Press Release
Retired Nurse Recaps Burgess Progress
As Burgess Health Center employees celebrate National Hospital Week May 11-17 with special events and luncheons, they will miss the presence of a long-time healthcare professional.
Barb Dahl retired last December after 44 years of dedicated service to Burgess and another 15 yeas at Onawa's earlier community hospital.
After she graduated from Whiting High School, Dahl earned her nursing diploma from Vanderbilt University in 1948. Back then, she says, nurses were known as "the three S’s – Slaves, Servants and Saints. They wore white stockings, white "nurses" shoes and caps.
When Dahl started work at Onawa's first hospital in 1948 she earned a whopping $1 an hour.
During National Hospital Week, no one can verify the advancements of health care in Onawa better than Dahl. When she started at Burgess in 1963, x-ray machines were the norm for imaging. Today Burgess has a 16-slice CT scanner, 4D ultrasound, mobile PET/CT and MRI scanners and the newest in breast cancer screening digital mammography.
Today, Burgess also offers sophisticated lab equipment, phone paging systems and flat screen TVs in every patient room luxuries people could only dream about decades ago.

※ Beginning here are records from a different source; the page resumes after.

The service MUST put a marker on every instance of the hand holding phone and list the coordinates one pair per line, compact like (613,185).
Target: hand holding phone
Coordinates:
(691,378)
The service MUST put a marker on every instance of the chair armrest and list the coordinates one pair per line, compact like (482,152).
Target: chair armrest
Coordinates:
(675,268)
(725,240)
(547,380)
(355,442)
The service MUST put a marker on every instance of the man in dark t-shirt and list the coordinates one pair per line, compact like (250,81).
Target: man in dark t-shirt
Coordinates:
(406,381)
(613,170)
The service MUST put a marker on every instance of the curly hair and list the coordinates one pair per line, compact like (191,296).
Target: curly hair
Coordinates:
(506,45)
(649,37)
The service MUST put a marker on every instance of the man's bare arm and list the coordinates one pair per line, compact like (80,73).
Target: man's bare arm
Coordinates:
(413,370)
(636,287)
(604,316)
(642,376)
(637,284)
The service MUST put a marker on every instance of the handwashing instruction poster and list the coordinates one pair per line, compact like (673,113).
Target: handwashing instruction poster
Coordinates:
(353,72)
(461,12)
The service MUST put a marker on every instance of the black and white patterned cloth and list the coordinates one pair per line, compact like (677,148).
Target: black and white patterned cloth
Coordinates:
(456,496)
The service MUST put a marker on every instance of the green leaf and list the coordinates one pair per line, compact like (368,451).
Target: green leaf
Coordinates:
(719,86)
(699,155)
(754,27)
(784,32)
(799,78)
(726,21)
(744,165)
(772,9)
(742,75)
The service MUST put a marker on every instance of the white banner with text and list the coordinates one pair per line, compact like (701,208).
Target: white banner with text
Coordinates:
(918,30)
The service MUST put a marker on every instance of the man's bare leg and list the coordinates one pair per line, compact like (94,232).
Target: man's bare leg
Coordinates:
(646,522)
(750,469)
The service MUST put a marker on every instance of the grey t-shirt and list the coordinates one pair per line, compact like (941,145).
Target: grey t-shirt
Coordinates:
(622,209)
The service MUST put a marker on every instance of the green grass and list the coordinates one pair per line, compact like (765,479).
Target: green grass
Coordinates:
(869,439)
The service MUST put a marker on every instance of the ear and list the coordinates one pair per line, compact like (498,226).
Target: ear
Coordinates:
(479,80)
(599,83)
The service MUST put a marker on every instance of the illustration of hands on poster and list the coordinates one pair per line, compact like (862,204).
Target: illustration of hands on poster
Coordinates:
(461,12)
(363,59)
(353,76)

In Dahl's early days at Burgess Dr. John Garred, Sr. used to operate on abdomens through open incisions. Today he and Dr. John Garred, Jr. depend primarily on laparoscopic technology for abdominal surgery.
Back then there was a handful of physicians. Today there are some 50 physicians representing 20 specialties on the medical staff of Burgess. Dahl also watched the hospital expand several times.
"I enjoyed every minute of my career as a nurse and working at Burgess for the past 44 years," Dahl says. "Over the years I've seen many changes and advancements at Burgess, in nursing and medicine.
"Today patients received better care with all the technology," she adds. "I think our hospital is so grand now you would think it's sitting in a major city. Isn't it wonderful that people can receive the same care here as in the larger metro areas?"
And the advancements have paid off, Dahl says. "People are living longer and healthier today, and while they're living, they're enjoying a better life because they are healthier."
Dahl also appreciated Burgess' intense focus on customer service before she retired.
"I hear good reports about the hospital," she says. "I also think it's wonderful that they go out and teach about diabetes, and get patients involved in educating others.
Over the years Dahl also used her nursing skills in traveling to Africa on medical missions.
"I helped in surgeries, and set up clinics in the bush. We did everything."
Why did she work so many years?
"I was blessed with good health and lots of energy," says the Burgess retiree. "After my husband died I continued to work because I enjoyed it. I loved being a nurse."